# Info on HCl/Cl leach recovery



## chemgal68 (Sep 29, 2012)

We are leaching ore with HCl/Cl with fairly good results. Now we need to recovery the dissolved metal. We are currently using resin beads. Just wondering if anyone has any experience to add. We are planning on rinsing loaded beads with borohydride to change PGM's to neutral state while still on the beads and then doing a dilute acid rinse to remove any excess base metals that might be still there. The initial process will be to them fume the beads off to recover the PGM metal powder. Question - can this powder be processed directly by a refiner at this point and if not, why not and what might be the next step?


----------



## steyr223 (Sep 30, 2012)

Have you hade an assay done
What other Pgm's or base metals
are you getting from your ore

I'm new. And unfamiliar with your process
but I believe these and many other questions
will need be answered before any one can help

Steyr223. Rob


----------



## butcher (Sep 30, 2012)

Have you tested the leach for dissolved values, if not how do you know what is in the leach, and what is left behind.
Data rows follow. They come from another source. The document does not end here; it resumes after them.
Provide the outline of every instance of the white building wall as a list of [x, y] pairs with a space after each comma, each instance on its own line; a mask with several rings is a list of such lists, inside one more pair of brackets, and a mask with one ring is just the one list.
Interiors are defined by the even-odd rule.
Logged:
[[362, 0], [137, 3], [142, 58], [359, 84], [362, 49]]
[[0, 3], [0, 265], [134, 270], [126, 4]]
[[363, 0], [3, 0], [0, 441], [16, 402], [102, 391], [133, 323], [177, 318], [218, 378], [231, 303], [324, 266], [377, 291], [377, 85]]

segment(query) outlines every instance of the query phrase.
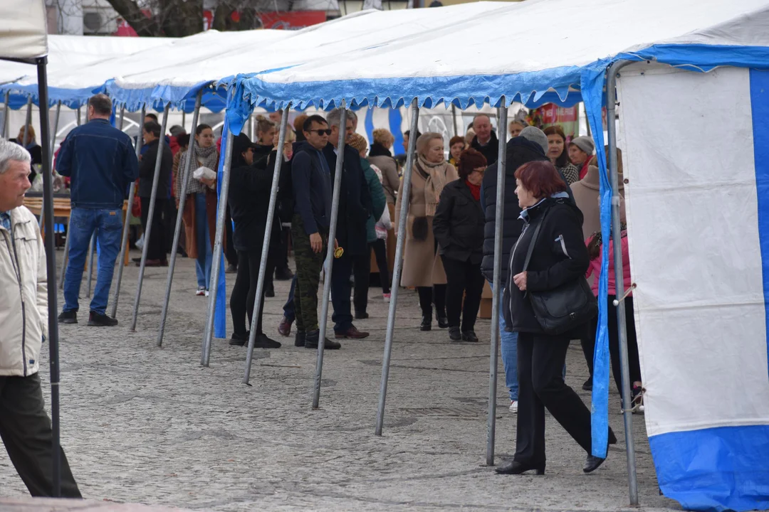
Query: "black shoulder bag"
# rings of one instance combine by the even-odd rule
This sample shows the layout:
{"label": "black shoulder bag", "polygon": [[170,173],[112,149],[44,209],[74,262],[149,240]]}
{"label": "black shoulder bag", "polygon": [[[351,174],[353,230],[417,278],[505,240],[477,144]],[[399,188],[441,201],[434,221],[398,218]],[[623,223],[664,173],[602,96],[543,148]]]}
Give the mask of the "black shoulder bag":
{"label": "black shoulder bag", "polygon": [[[547,214],[545,212],[534,231],[521,272],[526,272],[528,268],[531,253]],[[591,319],[598,312],[598,301],[590,289],[584,276],[551,290],[527,291],[527,294],[534,315],[545,334],[557,335],[571,331]]]}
After testing your leach solution if it did have values, I would consider cementing the values from solution using a metal like copper, if all you have leached are the base metals in the ore, I would look more into the material that was leached for where the values are, as with ore usually you will leach base metals and leave the values behind, testing the solution will tell you where the values are and if they are going into solution or not.

If oxidizers or chlorine is still in solution these will need removed before being able to test solution for values.


----------



## chemgal68 (Sep 30, 2012)

Okay, I have a laboratory and we have verified values on not only the head ore, but also the leachates and the tailings left behind after the leaching process is finished. We know we have around 25 ppm Au, 55-70 ppm Pt and 50-70 ppm Pd. There are also smaller values of Rh present and minimal amount of Ag. We are not really interested in recoverying the Rh and Ag at this point and are mainly focusing on the Au and Pt (assuming that the Pd will most likely precip out with the Pt). One of the reasons we started working with the resin beads is they are purported to be selective for PGM metals only and the base metals will not attach. The base metals we know we have are Fe, Mn and small amounts of Ni. I would assume there may also be small amounts of As and Se in these ores based upon their origin and other geology present in the same area. 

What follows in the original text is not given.